Cost matters and ASU is intentionally affordable. For 2024-2025, undergraduate tuition and fees are $11,068 in-state and $19,936 out-of-state. Graduate tuition and fees are $12,628 in-state and $22,516 out-of-state. The published full cost of attendance for an on-campus undergraduate is $23,568 in-state and $32,436 out-of-state, including room, board, books, and transportation. Graduate on-campus COA is $26,442 in-state and $36,330 out-of-state. The DPT program markets itself as the most affordable physical therapy doctorate in its peer set, which is consequential given that PT students nationally graduate with median debt above $100,000.
Undergraduate admissions deadlines are May 10 for Summer, July 30 for Fall, and November 15 for Spring. The undergraduate admissions office is at admissions@alasu.edu and 334-229-4291, with offices in the Hardy Center on the Montgomery campus. Graduate health-sciences programs each have their own deadlines and most use centralized application services (PTCAS for DPT, OTCAS for OT). Contact the College of Health Sciences directly at 334-229-5053 or asucohs@alasu.edu for current cycle dates.

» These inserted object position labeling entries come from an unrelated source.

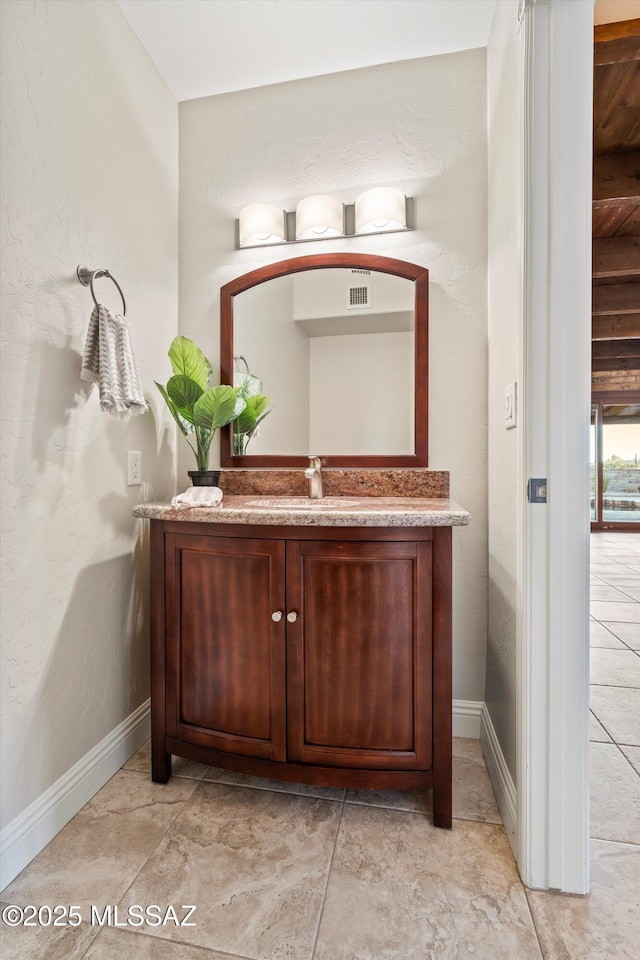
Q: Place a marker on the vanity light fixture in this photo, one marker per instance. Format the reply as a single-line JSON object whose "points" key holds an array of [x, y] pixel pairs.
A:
{"points": [[261, 223], [318, 217], [380, 210], [321, 217]]}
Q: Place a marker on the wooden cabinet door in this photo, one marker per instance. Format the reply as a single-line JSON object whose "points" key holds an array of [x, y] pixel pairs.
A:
{"points": [[359, 679], [225, 654]]}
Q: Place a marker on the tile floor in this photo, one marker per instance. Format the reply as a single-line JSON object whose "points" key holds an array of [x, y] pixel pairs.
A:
{"points": [[286, 872]]}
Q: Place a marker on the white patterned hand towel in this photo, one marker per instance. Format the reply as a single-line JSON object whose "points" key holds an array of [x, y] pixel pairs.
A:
{"points": [[109, 361], [198, 497]]}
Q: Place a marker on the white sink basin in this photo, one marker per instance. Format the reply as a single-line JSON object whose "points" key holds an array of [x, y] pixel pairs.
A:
{"points": [[288, 503]]}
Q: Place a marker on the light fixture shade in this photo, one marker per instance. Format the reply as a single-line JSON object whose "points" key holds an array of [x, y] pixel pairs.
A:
{"points": [[261, 223], [380, 209], [318, 217]]}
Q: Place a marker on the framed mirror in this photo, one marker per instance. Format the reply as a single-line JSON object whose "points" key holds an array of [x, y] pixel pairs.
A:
{"points": [[339, 342]]}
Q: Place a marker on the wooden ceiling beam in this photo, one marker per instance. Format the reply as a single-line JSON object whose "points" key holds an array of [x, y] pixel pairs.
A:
{"points": [[615, 363], [616, 42], [615, 382], [616, 176], [616, 327], [616, 348], [616, 257], [615, 298]]}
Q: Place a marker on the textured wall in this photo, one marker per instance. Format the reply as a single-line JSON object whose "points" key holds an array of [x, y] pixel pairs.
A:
{"points": [[89, 170], [504, 68], [419, 125]]}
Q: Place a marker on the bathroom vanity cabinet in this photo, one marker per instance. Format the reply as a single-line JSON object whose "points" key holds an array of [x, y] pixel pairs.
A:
{"points": [[315, 654]]}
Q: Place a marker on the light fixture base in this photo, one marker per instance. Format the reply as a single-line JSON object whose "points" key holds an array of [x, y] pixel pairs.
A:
{"points": [[349, 228]]}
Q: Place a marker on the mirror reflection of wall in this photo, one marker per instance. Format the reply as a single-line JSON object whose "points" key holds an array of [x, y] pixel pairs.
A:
{"points": [[335, 351]]}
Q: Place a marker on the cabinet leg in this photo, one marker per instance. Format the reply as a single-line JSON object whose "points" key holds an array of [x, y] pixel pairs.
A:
{"points": [[160, 765], [442, 813]]}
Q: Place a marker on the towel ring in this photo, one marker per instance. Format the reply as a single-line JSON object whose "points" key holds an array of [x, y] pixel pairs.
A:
{"points": [[87, 276]]}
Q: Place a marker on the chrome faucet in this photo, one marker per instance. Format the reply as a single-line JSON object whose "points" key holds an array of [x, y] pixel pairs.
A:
{"points": [[314, 476]]}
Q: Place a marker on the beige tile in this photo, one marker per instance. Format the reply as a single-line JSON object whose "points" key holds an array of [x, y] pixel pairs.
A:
{"points": [[597, 732], [130, 945], [615, 795], [618, 709], [254, 862], [141, 761], [629, 633], [99, 852], [602, 926], [607, 592], [410, 801], [400, 888], [614, 612], [600, 636], [618, 668], [622, 581], [633, 756], [473, 797], [44, 943], [631, 590], [217, 775]]}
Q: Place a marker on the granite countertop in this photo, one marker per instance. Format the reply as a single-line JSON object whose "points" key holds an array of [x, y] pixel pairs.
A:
{"points": [[328, 512]]}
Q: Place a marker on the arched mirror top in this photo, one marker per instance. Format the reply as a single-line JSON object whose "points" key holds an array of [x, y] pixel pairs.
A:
{"points": [[340, 344]]}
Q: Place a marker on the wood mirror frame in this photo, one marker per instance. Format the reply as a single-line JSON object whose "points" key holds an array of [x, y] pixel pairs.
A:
{"points": [[356, 261]]}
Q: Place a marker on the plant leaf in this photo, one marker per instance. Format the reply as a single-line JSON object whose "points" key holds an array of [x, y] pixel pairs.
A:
{"points": [[185, 393], [215, 408], [259, 403], [246, 422], [188, 360], [184, 425], [247, 385], [255, 412]]}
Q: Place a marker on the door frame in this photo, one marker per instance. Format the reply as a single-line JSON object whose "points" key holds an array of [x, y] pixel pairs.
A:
{"points": [[552, 631], [599, 400]]}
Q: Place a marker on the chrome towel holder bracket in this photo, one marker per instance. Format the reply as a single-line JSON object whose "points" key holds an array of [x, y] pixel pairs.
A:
{"points": [[86, 277]]}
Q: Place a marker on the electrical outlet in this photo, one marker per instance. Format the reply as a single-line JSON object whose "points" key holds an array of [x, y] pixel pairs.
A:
{"points": [[510, 407], [134, 468]]}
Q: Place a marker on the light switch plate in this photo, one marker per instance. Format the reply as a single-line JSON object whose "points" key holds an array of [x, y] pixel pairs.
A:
{"points": [[134, 468], [510, 407]]}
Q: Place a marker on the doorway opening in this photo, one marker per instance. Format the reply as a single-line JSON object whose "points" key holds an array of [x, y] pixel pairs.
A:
{"points": [[615, 462]]}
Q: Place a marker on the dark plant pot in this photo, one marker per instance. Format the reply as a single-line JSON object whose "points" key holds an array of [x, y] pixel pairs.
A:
{"points": [[204, 478]]}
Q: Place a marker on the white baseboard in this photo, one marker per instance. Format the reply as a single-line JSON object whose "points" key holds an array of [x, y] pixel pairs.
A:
{"points": [[32, 830], [29, 833], [466, 718], [501, 780]]}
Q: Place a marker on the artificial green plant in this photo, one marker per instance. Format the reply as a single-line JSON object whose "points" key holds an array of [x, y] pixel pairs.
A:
{"points": [[198, 408], [248, 388]]}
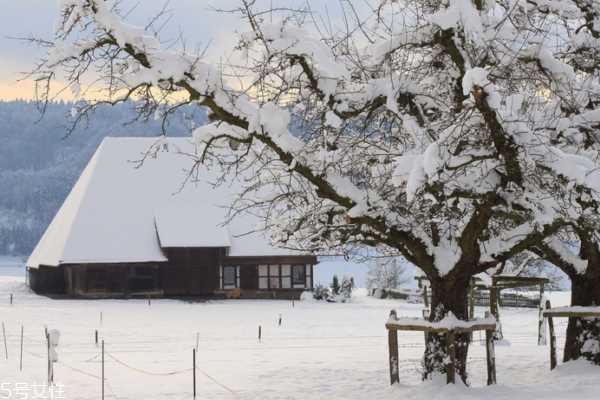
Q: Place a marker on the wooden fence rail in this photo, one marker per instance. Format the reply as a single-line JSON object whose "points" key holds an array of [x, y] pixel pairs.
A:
{"points": [[564, 312], [394, 325]]}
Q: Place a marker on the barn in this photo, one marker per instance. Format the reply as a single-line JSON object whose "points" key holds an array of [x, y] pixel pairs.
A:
{"points": [[134, 226]]}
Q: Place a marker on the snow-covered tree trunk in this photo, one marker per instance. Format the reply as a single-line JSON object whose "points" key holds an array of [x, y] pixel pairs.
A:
{"points": [[583, 334], [448, 295]]}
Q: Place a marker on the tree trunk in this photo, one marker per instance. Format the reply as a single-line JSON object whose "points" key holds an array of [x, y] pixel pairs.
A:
{"points": [[583, 334], [447, 295]]}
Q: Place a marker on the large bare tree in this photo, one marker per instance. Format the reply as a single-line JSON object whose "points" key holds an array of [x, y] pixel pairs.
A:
{"points": [[451, 132]]}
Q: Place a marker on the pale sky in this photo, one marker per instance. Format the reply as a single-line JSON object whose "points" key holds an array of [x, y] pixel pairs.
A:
{"points": [[193, 18]]}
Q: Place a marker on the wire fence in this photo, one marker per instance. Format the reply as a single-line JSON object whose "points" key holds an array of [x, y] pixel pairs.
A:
{"points": [[120, 347]]}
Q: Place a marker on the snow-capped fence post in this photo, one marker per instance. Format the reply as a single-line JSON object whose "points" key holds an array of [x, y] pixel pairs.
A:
{"points": [[450, 327], [393, 351], [494, 308], [102, 373], [4, 336], [490, 354], [541, 322], [553, 360], [21, 357], [565, 312], [53, 337], [451, 350], [194, 369], [472, 299]]}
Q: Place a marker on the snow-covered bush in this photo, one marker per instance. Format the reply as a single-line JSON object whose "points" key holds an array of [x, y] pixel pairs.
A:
{"points": [[388, 273], [321, 292], [335, 285]]}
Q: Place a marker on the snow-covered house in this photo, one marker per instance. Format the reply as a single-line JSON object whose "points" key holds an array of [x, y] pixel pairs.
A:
{"points": [[128, 230]]}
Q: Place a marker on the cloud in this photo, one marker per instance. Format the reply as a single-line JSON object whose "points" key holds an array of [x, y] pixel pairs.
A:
{"points": [[194, 20]]}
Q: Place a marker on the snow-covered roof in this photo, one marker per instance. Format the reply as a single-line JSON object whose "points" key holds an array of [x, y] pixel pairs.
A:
{"points": [[119, 211]]}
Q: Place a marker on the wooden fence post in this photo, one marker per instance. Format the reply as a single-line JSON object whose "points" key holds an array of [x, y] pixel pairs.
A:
{"points": [[451, 350], [21, 358], [541, 325], [472, 300], [393, 351], [490, 354], [194, 363], [4, 335], [553, 361], [494, 308], [425, 296], [102, 376]]}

Student support beyond academics matters more at the graduate health sciences level than most prospective students realize. ASU's student affairs infrastructure includes TRIO and Student Support Services, the Counseling and Student Development Center, career services, and academic tutoring. The cultural context, an HBCU founded in the cradle of the modern civil rights movement, with a College of Health Sciences whose stated purpose is producing clinicians who serve underrepresented communities, is the actual differentiator. Black students choosing ASU choose a setting where their identity is the default, not the exception, and where the curriculum is built around the patient populations they intend to serve.
Bottom line for Black students researching nursing in Alabama: ASU is not the school for an RN credential. ASU is the school for a Black-led, mission-driven path into physical therapy, occupational therapy, prosthetics and orthotics, or health information management, at a cost structure that does not require a six-figure loan to enter the profession.